Tulunadu Style Shavige Uppittu (Rice Vermicelli Upma) Recipe 

In This article Explained how to make a traditional and flavorful Shavige Uppittu (also known as Semiya Upma), a popular breakfast dish from the Tulu-speaking regions.

Ingredients

Main

Rice Shavige (Rice Vermicelli): 2-3 cups (preferably handmade or high-quality store-bought)

Water: As required for soaking/steaming

For Tempering (Oggarane)

Oil: 2-3 tablespoons

Mustard Seeds: 1 teaspoon

Urad Dal: 1 teaspoon

Chana Dal: 1 teaspoon

Curry Leaves: 1 sprig

Green Chilies: 3-4 (slit or finely chopped)

Ginger: 1-inch piece (finely chopped)

For the Mix

Onion: 1 large (finely chopped)

Carrot & Beans: 1/2 cup (finely chopped, optional)

Grated Coconut: 1/4 cup (fresh)

Lemon Juice: 1/2 lemon

Salt: To taste

Coriander Leaves: For garnish

Preparation Steps

1. Preparing the Shavige

If using dry rice vermicelli, boil water in a large pot with a pinch of salt.

Add the shavige to the boiling water and cook for 2–3 minutes (or as per package instructions) until it is soft but not mushy.

Drain the water completely and set the shavige aside to cool. Spread it out on a plate to prevent clumping.

2. The Tempering

Heat oil in a heavy-bottomed pan or kadai.

Add mustard seeds. Once they splutter, add urad dal, chana dal, curry leaves, and green chilies.

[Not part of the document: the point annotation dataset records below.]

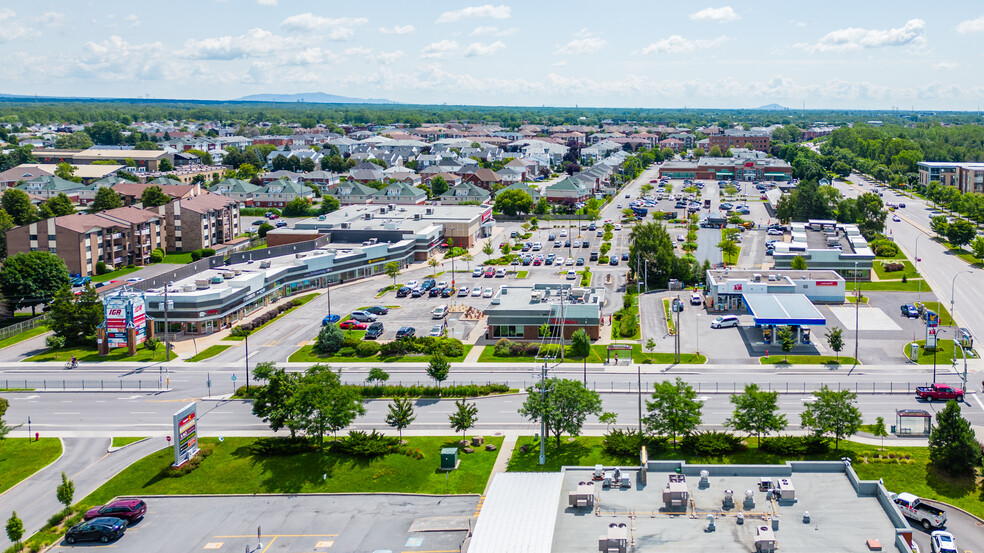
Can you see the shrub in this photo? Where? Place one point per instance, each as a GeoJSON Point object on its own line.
{"type": "Point", "coordinates": [712, 443]}
{"type": "Point", "coordinates": [367, 349]}
{"type": "Point", "coordinates": [366, 446]}
{"type": "Point", "coordinates": [54, 341]}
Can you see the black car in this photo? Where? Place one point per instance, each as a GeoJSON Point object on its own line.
{"type": "Point", "coordinates": [374, 331]}
{"type": "Point", "coordinates": [104, 529]}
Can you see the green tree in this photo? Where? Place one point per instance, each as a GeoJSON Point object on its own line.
{"type": "Point", "coordinates": [76, 318]}
{"type": "Point", "coordinates": [329, 339]}
{"type": "Point", "coordinates": [513, 202]}
{"type": "Point", "coordinates": [464, 417]}
{"type": "Point", "coordinates": [400, 414]}
{"type": "Point", "coordinates": [786, 341]}
{"type": "Point", "coordinates": [18, 205]}
{"type": "Point", "coordinates": [756, 412]}
{"type": "Point", "coordinates": [154, 196]}
{"type": "Point", "coordinates": [392, 270]}
{"type": "Point", "coordinates": [835, 340]}
{"type": "Point", "coordinates": [952, 443]}
{"type": "Point", "coordinates": [324, 405]}
{"type": "Point", "coordinates": [675, 409]}
{"type": "Point", "coordinates": [438, 368]}
{"type": "Point", "coordinates": [960, 233]}
{"type": "Point", "coordinates": [274, 402]}
{"type": "Point", "coordinates": [832, 412]}
{"type": "Point", "coordinates": [65, 491]}
{"type": "Point", "coordinates": [580, 343]}
{"type": "Point", "coordinates": [563, 405]}
{"type": "Point", "coordinates": [106, 198]}
{"type": "Point", "coordinates": [30, 279]}
{"type": "Point", "coordinates": [15, 530]}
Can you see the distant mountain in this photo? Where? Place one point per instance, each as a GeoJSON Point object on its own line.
{"type": "Point", "coordinates": [312, 97]}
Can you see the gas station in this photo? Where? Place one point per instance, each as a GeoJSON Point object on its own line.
{"type": "Point", "coordinates": [796, 311]}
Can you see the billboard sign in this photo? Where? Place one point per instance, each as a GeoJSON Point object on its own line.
{"type": "Point", "coordinates": [185, 433]}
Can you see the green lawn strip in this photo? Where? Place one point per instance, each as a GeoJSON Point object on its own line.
{"type": "Point", "coordinates": [115, 274]}
{"type": "Point", "coordinates": [306, 354]}
{"type": "Point", "coordinates": [22, 457]}
{"type": "Point", "coordinates": [120, 441]}
{"type": "Point", "coordinates": [233, 468]}
{"type": "Point", "coordinates": [21, 336]}
{"type": "Point", "coordinates": [302, 299]}
{"type": "Point", "coordinates": [944, 353]}
{"type": "Point", "coordinates": [913, 285]}
{"type": "Point", "coordinates": [914, 475]}
{"type": "Point", "coordinates": [90, 355]}
{"type": "Point", "coordinates": [806, 360]}
{"type": "Point", "coordinates": [210, 351]}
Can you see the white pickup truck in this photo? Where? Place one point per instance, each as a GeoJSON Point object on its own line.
{"type": "Point", "coordinates": [914, 509]}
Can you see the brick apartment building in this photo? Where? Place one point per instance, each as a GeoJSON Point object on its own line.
{"type": "Point", "coordinates": [733, 138]}
{"type": "Point", "coordinates": [118, 237]}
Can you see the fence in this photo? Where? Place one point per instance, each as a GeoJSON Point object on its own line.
{"type": "Point", "coordinates": [54, 385]}
{"type": "Point", "coordinates": [17, 328]}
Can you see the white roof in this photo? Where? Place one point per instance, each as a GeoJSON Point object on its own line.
{"type": "Point", "coordinates": [518, 514]}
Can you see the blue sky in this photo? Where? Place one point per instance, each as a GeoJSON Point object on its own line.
{"type": "Point", "coordinates": [833, 54]}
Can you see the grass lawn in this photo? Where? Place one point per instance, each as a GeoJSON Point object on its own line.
{"type": "Point", "coordinates": [90, 355]}
{"type": "Point", "coordinates": [120, 441]}
{"type": "Point", "coordinates": [115, 274]}
{"type": "Point", "coordinates": [177, 258]}
{"type": "Point", "coordinates": [915, 475]}
{"type": "Point", "coordinates": [210, 351]}
{"type": "Point", "coordinates": [21, 336]}
{"type": "Point", "coordinates": [302, 299]}
{"type": "Point", "coordinates": [944, 353]}
{"type": "Point", "coordinates": [21, 457]}
{"type": "Point", "coordinates": [806, 360]}
{"type": "Point", "coordinates": [306, 354]}
{"type": "Point", "coordinates": [234, 468]}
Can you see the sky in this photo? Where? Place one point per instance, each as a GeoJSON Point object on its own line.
{"type": "Point", "coordinates": [651, 54]}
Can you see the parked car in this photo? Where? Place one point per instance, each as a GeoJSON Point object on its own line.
{"type": "Point", "coordinates": [330, 319]}
{"type": "Point", "coordinates": [103, 529]}
{"type": "Point", "coordinates": [724, 321]}
{"type": "Point", "coordinates": [374, 331]}
{"type": "Point", "coordinates": [130, 510]}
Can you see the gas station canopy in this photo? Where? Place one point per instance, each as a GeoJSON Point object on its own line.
{"type": "Point", "coordinates": [783, 309]}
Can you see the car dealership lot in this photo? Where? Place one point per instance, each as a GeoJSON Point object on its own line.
{"type": "Point", "coordinates": [295, 523]}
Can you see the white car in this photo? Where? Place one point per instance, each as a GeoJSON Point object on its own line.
{"type": "Point", "coordinates": [943, 542]}
{"type": "Point", "coordinates": [724, 321]}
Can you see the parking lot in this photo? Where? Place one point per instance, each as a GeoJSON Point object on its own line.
{"type": "Point", "coordinates": [298, 524]}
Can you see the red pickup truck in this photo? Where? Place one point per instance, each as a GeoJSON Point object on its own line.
{"type": "Point", "coordinates": [939, 391]}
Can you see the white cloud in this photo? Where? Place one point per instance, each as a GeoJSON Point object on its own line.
{"type": "Point", "coordinates": [584, 42]}
{"type": "Point", "coordinates": [721, 15]}
{"type": "Point", "coordinates": [492, 31]}
{"type": "Point", "coordinates": [341, 28]}
{"type": "Point", "coordinates": [479, 49]}
{"type": "Point", "coordinates": [971, 25]}
{"type": "Point", "coordinates": [397, 30]}
{"type": "Point", "coordinates": [853, 38]}
{"type": "Point", "coordinates": [439, 49]}
{"type": "Point", "coordinates": [676, 44]}
{"type": "Point", "coordinates": [488, 10]}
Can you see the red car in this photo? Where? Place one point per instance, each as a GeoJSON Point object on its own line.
{"type": "Point", "coordinates": [129, 510]}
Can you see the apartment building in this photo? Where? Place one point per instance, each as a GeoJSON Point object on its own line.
{"type": "Point", "coordinates": [117, 237]}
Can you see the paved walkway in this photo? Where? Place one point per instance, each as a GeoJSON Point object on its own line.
{"type": "Point", "coordinates": [86, 462]}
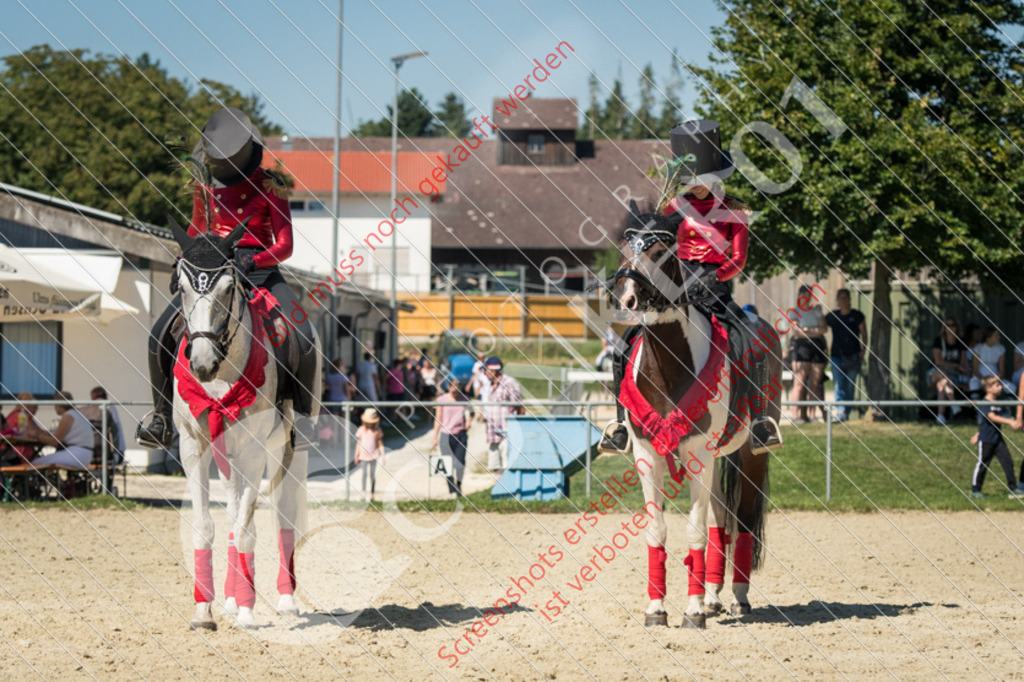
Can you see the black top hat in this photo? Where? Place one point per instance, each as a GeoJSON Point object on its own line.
{"type": "Point", "coordinates": [231, 146]}
{"type": "Point", "coordinates": [696, 148]}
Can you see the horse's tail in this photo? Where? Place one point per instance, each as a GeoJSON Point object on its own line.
{"type": "Point", "coordinates": [755, 513]}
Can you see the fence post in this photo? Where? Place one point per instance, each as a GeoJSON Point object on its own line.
{"type": "Point", "coordinates": [827, 456]}
{"type": "Point", "coordinates": [348, 451]}
{"type": "Point", "coordinates": [104, 446]}
{"type": "Point", "coordinates": [590, 425]}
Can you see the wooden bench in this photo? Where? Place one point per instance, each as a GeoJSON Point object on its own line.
{"type": "Point", "coordinates": [47, 482]}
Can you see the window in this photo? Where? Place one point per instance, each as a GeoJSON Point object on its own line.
{"type": "Point", "coordinates": [30, 357]}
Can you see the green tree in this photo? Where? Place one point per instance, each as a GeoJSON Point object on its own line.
{"type": "Point", "coordinates": [922, 168]}
{"type": "Point", "coordinates": [614, 115]}
{"type": "Point", "coordinates": [415, 119]}
{"type": "Point", "coordinates": [95, 129]}
{"type": "Point", "coordinates": [671, 115]}
{"type": "Point", "coordinates": [451, 119]}
{"type": "Point", "coordinates": [642, 124]}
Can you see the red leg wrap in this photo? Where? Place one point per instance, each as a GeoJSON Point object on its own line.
{"type": "Point", "coordinates": [204, 576]}
{"type": "Point", "coordinates": [743, 557]}
{"type": "Point", "coordinates": [695, 568]}
{"type": "Point", "coordinates": [232, 566]}
{"type": "Point", "coordinates": [286, 569]}
{"type": "Point", "coordinates": [655, 571]}
{"type": "Point", "coordinates": [717, 540]}
{"type": "Point", "coordinates": [245, 585]}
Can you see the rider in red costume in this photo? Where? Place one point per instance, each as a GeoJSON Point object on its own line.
{"type": "Point", "coordinates": [237, 189]}
{"type": "Point", "coordinates": [713, 238]}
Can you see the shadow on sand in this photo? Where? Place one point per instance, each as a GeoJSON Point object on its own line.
{"type": "Point", "coordinates": [825, 611]}
{"type": "Point", "coordinates": [390, 616]}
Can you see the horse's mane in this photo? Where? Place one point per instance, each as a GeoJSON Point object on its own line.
{"type": "Point", "coordinates": [648, 220]}
{"type": "Point", "coordinates": [207, 251]}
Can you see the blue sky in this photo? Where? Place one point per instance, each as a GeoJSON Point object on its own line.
{"type": "Point", "coordinates": [286, 50]}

Sauté until the dals turn golden brown.

3. Sautéing Aromatics

Add the finely chopped onions and ginger.

Sauté until the onions become translucent.

If you are adding vegetables (carrots/beans), add them now and cook until tender.

4. Combining

Add salt to the sautéed mixture.

Gently add the cooked and cooled rice shavige to the pan.

Mix thoroughly but gently using a spatula to ensure the tempering coats the vermicelli evenly without breaking the strands.

5. Final Touch

Add the fresh grated coconut and a squeeze of lemon juice.

Give it one final mix and garnish with fresh coriander leaves.

Cover and steam on low heat for 1–2 minutes before serving.

Serving Suggestion

Serve hot with a side of Coconut Chutney or a sprinkle of Sev for extra crunch.